Rice reiterated President Barack Obama’s contention that Iran and the P5+1 countries must reach a deal by the year’s end, before internal political conditions in Iran alter the landscape. The US urges Israel to recognize that Iran is already irreversibly a nuclear threshold state, and so it should be permitted to maintain a civilian nuclear program. This includes uranium enrichment and the construction of new nuclear reactors, with the proviso that Tehran commits not to turn its capabilities to military uses.
The Obama administration is prepared to pledge that every intelligence-gathering method at its disposal will be used to monitor Iran’s nuclear program and ensure that the threshold is not crossed. It promises Israel, as Rice repeated in her Wednesday conversation with Netanyahu, that Obama will not allow Iran to arm itself with nuclear weapons.
But DEBKAfile’s sources in Jerusalem report that Netanyahu rejected the American position, arguing that Israel cannot leave its security in the hands of intelligence agencies whose forecasts and evaluations of the past years have often proved inaccurate.
Directly after Netanyahu and Rice met on Wednesday, a senior Israeli official said Israel continues to insist that Iran should not have the right to enrich uranium. The official, who spoke with unusual frankness, said that the Obama administration’s eagerness to seal the deal has more do with US domestic political concerns than Tehran.

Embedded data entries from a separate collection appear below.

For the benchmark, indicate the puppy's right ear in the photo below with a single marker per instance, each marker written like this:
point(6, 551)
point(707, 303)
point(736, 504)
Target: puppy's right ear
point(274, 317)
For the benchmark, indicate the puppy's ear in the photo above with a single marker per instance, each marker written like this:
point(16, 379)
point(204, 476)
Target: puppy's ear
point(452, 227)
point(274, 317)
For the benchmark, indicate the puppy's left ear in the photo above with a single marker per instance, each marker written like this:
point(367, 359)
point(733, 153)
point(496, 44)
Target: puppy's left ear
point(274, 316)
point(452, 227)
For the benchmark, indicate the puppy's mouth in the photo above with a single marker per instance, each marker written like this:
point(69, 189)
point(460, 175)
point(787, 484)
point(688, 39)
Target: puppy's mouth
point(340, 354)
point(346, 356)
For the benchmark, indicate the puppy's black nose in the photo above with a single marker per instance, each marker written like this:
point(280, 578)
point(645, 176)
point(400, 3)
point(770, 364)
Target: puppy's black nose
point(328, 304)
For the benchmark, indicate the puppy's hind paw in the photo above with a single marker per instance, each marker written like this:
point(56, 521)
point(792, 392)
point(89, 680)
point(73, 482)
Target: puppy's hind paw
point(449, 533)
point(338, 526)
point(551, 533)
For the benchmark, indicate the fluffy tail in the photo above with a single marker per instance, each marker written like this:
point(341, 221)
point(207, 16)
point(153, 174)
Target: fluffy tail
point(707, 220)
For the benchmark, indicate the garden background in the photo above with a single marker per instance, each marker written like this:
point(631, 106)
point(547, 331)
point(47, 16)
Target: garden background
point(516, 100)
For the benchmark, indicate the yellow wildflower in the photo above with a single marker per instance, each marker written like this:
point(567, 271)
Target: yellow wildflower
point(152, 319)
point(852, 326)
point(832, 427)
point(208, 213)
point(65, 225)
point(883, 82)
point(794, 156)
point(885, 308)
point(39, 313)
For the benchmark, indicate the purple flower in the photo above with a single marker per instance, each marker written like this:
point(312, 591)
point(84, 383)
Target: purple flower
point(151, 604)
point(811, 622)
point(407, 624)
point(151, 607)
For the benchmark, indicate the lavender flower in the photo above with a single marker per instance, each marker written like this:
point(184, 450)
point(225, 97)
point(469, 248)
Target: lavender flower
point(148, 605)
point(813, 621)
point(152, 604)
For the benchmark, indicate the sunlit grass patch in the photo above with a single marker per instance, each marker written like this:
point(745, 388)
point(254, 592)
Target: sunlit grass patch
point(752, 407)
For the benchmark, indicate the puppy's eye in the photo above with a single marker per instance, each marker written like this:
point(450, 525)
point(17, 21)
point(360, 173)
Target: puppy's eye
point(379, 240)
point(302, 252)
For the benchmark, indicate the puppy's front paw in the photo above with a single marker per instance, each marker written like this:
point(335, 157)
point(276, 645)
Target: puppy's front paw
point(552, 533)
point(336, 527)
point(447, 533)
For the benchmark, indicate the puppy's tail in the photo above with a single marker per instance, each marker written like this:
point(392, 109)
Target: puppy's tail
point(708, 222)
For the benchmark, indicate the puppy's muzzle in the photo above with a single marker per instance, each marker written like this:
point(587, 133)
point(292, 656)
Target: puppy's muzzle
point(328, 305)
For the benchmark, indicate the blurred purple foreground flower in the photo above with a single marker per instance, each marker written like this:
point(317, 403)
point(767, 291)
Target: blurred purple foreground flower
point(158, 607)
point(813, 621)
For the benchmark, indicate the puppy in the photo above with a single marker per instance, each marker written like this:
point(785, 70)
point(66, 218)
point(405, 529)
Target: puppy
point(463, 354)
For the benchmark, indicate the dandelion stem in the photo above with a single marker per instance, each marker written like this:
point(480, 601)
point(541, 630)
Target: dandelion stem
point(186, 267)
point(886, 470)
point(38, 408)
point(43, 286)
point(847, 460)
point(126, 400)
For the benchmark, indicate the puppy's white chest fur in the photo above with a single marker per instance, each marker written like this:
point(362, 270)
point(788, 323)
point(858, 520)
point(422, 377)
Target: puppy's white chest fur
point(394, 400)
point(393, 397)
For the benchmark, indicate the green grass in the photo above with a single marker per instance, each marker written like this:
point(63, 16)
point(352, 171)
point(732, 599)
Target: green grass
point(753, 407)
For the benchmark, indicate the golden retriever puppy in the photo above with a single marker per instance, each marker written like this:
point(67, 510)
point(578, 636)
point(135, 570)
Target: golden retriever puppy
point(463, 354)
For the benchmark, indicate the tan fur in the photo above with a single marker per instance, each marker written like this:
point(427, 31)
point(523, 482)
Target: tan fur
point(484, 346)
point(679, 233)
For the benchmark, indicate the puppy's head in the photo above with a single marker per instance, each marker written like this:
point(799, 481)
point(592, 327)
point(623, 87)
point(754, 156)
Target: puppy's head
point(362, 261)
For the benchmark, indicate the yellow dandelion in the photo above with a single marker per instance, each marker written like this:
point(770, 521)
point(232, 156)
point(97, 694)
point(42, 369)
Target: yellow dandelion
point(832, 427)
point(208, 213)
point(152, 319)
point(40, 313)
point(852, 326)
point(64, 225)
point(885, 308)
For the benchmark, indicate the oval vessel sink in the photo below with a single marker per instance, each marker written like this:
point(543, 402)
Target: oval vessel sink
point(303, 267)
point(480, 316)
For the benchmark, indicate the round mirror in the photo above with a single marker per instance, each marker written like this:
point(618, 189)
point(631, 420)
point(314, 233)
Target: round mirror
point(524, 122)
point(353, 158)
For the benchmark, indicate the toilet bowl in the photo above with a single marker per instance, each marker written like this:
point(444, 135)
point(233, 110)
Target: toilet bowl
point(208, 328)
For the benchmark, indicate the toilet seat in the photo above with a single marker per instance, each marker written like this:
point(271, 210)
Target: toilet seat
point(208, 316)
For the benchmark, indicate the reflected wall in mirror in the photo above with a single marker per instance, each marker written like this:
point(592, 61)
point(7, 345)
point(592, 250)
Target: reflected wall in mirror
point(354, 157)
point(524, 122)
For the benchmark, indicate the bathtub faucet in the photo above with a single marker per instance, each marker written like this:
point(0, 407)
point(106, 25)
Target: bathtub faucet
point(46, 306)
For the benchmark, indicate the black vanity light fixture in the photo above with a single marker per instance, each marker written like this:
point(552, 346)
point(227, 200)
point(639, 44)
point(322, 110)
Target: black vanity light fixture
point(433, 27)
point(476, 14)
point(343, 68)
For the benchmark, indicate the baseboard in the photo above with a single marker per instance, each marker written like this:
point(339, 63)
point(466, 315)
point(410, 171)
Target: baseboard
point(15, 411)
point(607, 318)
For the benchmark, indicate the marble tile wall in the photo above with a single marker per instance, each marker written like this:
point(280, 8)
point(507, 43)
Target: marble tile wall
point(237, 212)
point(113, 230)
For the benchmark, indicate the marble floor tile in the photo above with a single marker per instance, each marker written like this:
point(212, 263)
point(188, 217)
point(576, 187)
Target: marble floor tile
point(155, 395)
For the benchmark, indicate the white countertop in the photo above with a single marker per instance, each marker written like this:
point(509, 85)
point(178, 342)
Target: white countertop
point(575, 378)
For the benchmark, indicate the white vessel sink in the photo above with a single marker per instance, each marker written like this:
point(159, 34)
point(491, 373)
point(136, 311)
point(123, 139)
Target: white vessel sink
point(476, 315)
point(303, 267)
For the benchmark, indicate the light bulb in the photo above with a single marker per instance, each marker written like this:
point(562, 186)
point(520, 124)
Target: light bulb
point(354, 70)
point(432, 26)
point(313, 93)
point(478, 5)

“We would be happy to see July 20 pass without a deal,” the official said, referencing the target date set for a comprehensive agreement. He added that there was worry in Israel that Obama might be tempted to accommodate Iran now, in order to head off potential gains by Republicans in the November mid-term elections.
The Israeli official was emphatic about his bottom line: “Are we going to agree to [let Iran go ahead with] enrichment? No!”
On Thursday, May 8, Netanyahu echoed this outlook, saying: “Iran must not have centrifuges or enriched uranium.” Rice proposed a limit on the number of centrifuges Iran is permitted to operate, as well as a cap on the amount of uranium it can enrich.
Our sources say Netanyahu flatly rejected Rice’s argument that the quantity and sophistication of the centrifuges are not of he highest importance, compared with the real question of how many centrifuges Iran will be allowed to operate under close international scrutiny.